We hold that Minnesota has a rational basis for denying a moving-expense deduction to that class of taxpayers who leave the state to generate income elsewhere, for these moving expenses are more properly allocable against income earned at the new principal place of business. Nor can the taxpayer hypothetically argue that § 290.01, subd. 20(a)(8), discriminates against those persons who leave Minnesota at the end of the taxable year and are thereby deprived of taking full advantage of the moving-expense deduction in their new state of residence. Any diminution in deductible expenses arising from this situation is the result of the annual assessment of taxes and is no more unconstitutional than the disallowance of an additional exemption to the parents of a dependent child inopportunely born on January 1 of the next tax year. For similar reasons, we also hold that the legislature has not unreasonably abridged the taxpayer's right under art. IV, § 2, to the privileges and immunities afforded the citizens of Minnesota. See, *572 Maxwell v. Bugbee, 250 U.S. 525, 40 S. Ct. 2, 63 L. Ed. 1124 (1919).
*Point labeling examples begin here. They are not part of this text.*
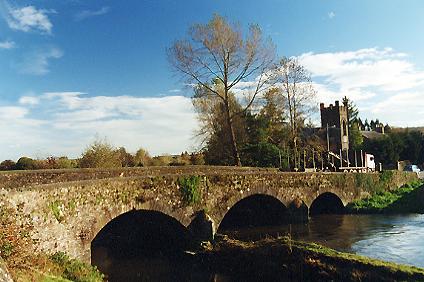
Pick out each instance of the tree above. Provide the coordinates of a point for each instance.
(296, 86)
(100, 154)
(274, 114)
(142, 158)
(218, 51)
(126, 159)
(25, 163)
(355, 123)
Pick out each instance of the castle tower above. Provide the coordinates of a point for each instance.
(337, 119)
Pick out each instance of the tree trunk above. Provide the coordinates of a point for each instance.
(236, 155)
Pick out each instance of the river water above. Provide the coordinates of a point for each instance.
(396, 238)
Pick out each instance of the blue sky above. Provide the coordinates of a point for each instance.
(72, 69)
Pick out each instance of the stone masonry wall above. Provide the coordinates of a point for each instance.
(67, 215)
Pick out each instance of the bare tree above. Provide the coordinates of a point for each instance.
(296, 86)
(218, 51)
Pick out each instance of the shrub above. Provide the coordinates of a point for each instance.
(189, 187)
(100, 154)
(26, 163)
(7, 165)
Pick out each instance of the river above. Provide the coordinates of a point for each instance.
(396, 238)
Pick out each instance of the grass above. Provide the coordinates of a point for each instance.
(26, 264)
(284, 259)
(386, 201)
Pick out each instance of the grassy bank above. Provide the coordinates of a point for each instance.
(407, 199)
(26, 264)
(283, 259)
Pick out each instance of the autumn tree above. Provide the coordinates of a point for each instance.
(213, 130)
(220, 51)
(100, 154)
(142, 158)
(296, 86)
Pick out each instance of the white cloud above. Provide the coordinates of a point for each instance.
(28, 18)
(64, 123)
(384, 83)
(89, 13)
(8, 44)
(37, 62)
(29, 100)
(12, 113)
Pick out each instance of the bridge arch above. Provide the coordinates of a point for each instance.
(253, 211)
(139, 233)
(326, 203)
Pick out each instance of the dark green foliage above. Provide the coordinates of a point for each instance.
(75, 270)
(190, 190)
(385, 201)
(262, 154)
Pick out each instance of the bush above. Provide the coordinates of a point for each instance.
(142, 158)
(262, 154)
(26, 163)
(189, 187)
(100, 154)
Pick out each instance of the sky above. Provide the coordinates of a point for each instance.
(72, 71)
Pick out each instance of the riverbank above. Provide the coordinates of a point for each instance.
(20, 260)
(407, 199)
(283, 259)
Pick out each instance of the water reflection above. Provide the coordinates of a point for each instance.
(393, 238)
(397, 238)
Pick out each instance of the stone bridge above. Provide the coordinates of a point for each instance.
(68, 208)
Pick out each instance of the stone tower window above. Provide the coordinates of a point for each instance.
(344, 128)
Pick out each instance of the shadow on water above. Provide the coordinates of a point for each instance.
(151, 246)
(145, 246)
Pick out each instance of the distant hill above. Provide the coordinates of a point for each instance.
(419, 128)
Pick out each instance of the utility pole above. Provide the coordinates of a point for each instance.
(328, 140)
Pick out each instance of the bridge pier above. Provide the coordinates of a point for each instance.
(202, 227)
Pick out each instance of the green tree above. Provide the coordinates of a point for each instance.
(100, 154)
(142, 158)
(219, 51)
(355, 123)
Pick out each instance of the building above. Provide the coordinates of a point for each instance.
(335, 120)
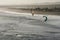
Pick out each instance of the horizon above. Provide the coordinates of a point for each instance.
(26, 2)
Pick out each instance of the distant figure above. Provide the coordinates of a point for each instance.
(32, 12)
(45, 18)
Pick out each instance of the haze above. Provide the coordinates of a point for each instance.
(24, 2)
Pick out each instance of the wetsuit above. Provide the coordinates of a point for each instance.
(45, 18)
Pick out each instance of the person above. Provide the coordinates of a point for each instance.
(45, 18)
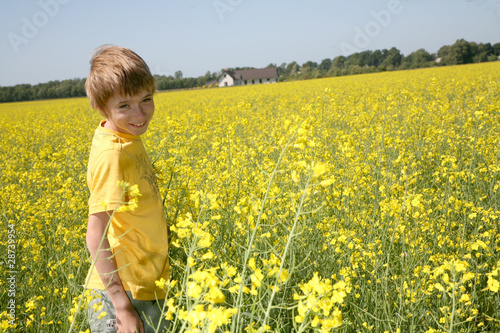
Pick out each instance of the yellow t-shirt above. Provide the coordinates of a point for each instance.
(138, 238)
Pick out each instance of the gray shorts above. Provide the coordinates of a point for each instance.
(149, 311)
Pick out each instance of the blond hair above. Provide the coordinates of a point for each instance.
(116, 69)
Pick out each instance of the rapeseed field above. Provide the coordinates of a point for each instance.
(367, 203)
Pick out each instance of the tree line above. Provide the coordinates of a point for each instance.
(461, 52)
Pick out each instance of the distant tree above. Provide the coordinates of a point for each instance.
(392, 60)
(325, 65)
(496, 49)
(339, 62)
(482, 52)
(418, 59)
(459, 53)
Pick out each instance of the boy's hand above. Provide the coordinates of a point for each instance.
(128, 321)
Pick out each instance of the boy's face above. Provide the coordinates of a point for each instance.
(130, 114)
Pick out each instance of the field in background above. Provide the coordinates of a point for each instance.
(352, 204)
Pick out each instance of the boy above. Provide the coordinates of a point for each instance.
(134, 252)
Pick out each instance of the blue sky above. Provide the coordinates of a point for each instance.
(43, 40)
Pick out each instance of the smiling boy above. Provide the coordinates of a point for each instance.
(134, 251)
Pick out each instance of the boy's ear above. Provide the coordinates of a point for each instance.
(102, 112)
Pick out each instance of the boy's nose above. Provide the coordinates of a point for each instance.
(139, 110)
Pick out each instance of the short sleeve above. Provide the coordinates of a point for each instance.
(107, 170)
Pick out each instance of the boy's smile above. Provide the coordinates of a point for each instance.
(130, 114)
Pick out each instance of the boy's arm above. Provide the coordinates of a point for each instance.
(127, 319)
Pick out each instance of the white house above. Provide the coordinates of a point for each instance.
(248, 76)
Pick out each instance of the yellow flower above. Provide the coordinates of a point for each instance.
(319, 169)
Finally, the taxpayer cannot legitimately argue that § 290.01, subd. 20(a)(8), violates his constitutionally protected right to travel. We have previously held in Davis v. Davis, 297 Minn. 187, 210 N.W.2d 221 (1973), that this penumbral right can ordinarily only be infringed when the state has a rational basis for doing so. Without hesitation, we find that Minnesota has such a rational basis in disallowing deductions for expenses attributable to income over which it had no right to impose a tax. We are also unpersuaded that the disallowance of a moving-expense deduction from Minnesota gross income has significantly chilled the taxpayer's constitutional right to move to a new principal place of employment.
Affirmed.
NOTES
[1] The scope of authority of the Tax Court of Appeals to pass on the constitutionality of state income tax statutes is not raised by the parties to this appeal, and by passing on the merits of this taxpayer's constitutional challenge, we intimate no opinion or decision on that issue.
[2] Much the same reasoning has been used by the Federal courts in construing 26 U.S.C.A. § 217. While this section obviously has no effect on interstate moves, the courts have held that when a taxpayer moves to a foreign country any expenses incurred are not deducted from earnings taxable by the United States. The justification for this position is that moving expenses are allocable to earnings generated at the foreign location. See, Hartung v. Commissioner, 484 F.2d 953 (9 Cir. 1973), reversing, 55 T.C. 1 (1970); Chommie, Federal Income Taxation, § 54.
[3] Historically, moving expenses to out-of-state locations were disallowed as a deduction under § 290.10(9). It was not until 1971 that § 290.01, subd. 20(a)(8), was enacted, which essentially ratified what had been administrative practice up to that time. L.1971, c. 206.